Already I have a major change — Got a great title suggestion from chaptermate Elizabeth Grayson. Silk and Seduction is going to morph into The Dragon and the Pearl. Isn’t that snazzy? I’m very bad with title-fu so I’m sending cyber-kisses out to Elizabeth. *mwah* *mwah* I just lucked out with “Butterfly Swords”.
I finally got up the courage to open up Little Sis’ package with my manuscript for “D and P” inside. All in all, she was a lot harder on Butterfly first time around, so I’m feeling a little better. Sure she envisions rewriting everything after the midpoint on. *sigh* Got work to do.
It got me to thinking. Even though I don’t plan on putting in all the fixes she suggests verbatim, they’re each telling me something is missing there — whether it be conflict or characterization. Sometimes it’s a huge structural change, like I know I need some sort of milestone that the heroine and hero both achieve together in Chapters 12-14. It’s absent now. And some are 1-2 lines here and there, like evolving the relationship with each chapter.

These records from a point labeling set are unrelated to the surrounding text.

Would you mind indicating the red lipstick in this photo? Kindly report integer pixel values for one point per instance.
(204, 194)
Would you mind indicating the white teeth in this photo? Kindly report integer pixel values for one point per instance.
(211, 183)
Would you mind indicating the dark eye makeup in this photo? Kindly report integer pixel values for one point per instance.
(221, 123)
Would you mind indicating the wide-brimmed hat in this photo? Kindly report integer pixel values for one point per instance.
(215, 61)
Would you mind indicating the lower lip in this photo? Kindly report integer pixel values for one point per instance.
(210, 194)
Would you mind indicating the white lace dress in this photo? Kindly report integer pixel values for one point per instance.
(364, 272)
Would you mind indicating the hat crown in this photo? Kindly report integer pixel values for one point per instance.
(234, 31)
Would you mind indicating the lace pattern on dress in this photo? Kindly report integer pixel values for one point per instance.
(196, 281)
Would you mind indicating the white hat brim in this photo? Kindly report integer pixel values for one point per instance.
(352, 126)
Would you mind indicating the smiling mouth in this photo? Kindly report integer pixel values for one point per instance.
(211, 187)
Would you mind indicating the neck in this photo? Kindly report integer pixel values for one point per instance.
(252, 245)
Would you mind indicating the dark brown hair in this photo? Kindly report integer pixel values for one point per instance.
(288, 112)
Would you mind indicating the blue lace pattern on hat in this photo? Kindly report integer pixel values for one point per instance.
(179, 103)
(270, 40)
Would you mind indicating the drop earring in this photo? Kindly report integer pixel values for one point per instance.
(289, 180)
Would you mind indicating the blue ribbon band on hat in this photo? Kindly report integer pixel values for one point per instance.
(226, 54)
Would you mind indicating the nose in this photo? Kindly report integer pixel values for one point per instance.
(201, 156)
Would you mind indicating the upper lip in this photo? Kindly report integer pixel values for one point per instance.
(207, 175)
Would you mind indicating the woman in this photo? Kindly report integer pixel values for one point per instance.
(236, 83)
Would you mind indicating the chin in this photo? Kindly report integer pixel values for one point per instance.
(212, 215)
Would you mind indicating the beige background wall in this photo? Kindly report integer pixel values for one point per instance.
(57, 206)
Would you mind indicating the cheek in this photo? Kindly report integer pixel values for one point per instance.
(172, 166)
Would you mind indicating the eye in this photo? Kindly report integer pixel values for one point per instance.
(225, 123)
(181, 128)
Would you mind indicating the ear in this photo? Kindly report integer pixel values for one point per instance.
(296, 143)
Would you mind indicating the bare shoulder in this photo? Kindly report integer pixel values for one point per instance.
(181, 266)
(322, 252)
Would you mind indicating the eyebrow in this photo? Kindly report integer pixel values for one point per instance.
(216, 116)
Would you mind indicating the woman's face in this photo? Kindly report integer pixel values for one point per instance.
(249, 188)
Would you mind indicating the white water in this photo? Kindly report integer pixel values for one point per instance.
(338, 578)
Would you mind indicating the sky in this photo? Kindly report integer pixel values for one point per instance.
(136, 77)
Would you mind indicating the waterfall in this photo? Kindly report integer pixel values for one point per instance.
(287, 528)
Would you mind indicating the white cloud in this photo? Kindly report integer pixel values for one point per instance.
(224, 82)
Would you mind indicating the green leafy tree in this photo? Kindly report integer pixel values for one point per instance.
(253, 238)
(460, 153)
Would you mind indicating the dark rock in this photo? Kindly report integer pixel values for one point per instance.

That’s how I take all critiques. On the first level, the issue is “this is not working” and then the specific details give me clues about what might work. But even if I don’t agree with the clues, it doesn’t take away the fact that something needs to change. I think writers often stop listening when they don’t like the suggested tweaks.
Even though I rely heavily on Little Sis and other readers, in the end the revision comes down to very personal decisions. I’m reminded of a Tyson Beckford quote from Bravo’s “Make me a Supermodel”. (I confess, I watch trashy reality tv.)
Paraphrased, like all my quotes:
“A good model does what the cameraman wants them to do. A supermodel gives him something he didn’t even know he wanted.”